Researchers affiliated with the Center for Compact and Efficient Fluid Power (CCEFP), an NSF-funded Engineering Research Center (ERC) headquartered at the University of Minnesota, have created the first fully pneumatic robot designed for neurosurgical interventions. This robot could be used to position a needle at the hippocampus to deliver thermal energy (e.g., via a laser, acoustic ablator, or other ablation technology) instead of surgical removal of the hippocampus. (The hippocampus is an anatomical structure about 1 cm across and 4 cm long located deep in the temporal lobe.)

Impact/benefits: 

Thermal ablation in the brain is an experimental procedure, meaning that much testing will be required to verify that heat can accomplish the same goal as surgery. Nevertheless, there is large potential benefit to patients of replacing open-brain surgery with needle insertion because trauma and risk of complications are greatly reduced. Since the surgery is guided by Magnetic Resonance Imaging (MRI) to allow the surgeon to precisely position the needle or other implement needed for the operation, it is essential to avoid magnetic fields in the operating area. Pneumatics does not generate a magnetic field.

Explanation/Background: 

One half to one percent of the population in North America and 50 million patients worldwide are affected by epilepsy, with a 7%–17% chance of sudden unexplained death if left untreated. In the majority of temporal-lobe epilepsy cases, seizures are caused by the hippocampus, and 60%–70% of patients who undergo surgical removal of the hippocampus become seizure-free for at least two years. Test results demonstrate that pneumatic actuation is a promising solution for neurosurgical interventions that either require or can benefit from sub-millimeter precision.

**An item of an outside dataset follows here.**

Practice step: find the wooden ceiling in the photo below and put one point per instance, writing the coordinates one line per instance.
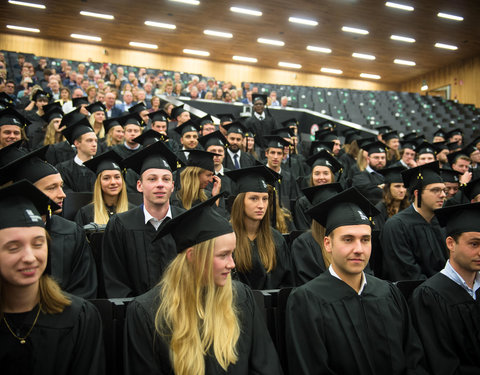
(61, 18)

In addition, magnetic fields in the operating area interfere with the MRI image used for device placement.  Electro-mechanical actuated robots cannot be used in MRI-guided surgery because they generate magnetic fields. Precision pneumatics do not cause magnetic fields. Also, the device is carefully designed to minimize materials that may cause stray magnetic fields.

Actuated by five non-magnetic pneumatic piston-cylinders, the steerable needle robot rests on the MRI scanner bed just above the patient’s head. (See accompanying figure.) Long lines of tubing tether the cylinders to remotely located pressure sensors and valves, which position the pistons to sub-millimeter precision. A five degree-of-freedom needle has been designed to target the hippocampus. The needle comprises a stiff outer tube and two tubes of a super-elastic memory metal called nitinol. Telescoping and rotating the tubes with respect to each other, the pneumatic robot steers the needle along a desired path in the patient’s brain. Before the procedure, the front end of one nitinol tube is set to a curved shape, and during the procedure the tube returns to this shape as it telescopes beyond the outer stiff, straight tube. At its tip the needle carries an MRI-compatible thermal ablator. The MRI scanner provides real-time feedback of the needle location as well as real-time thermal dose monitoring using MR thermometry.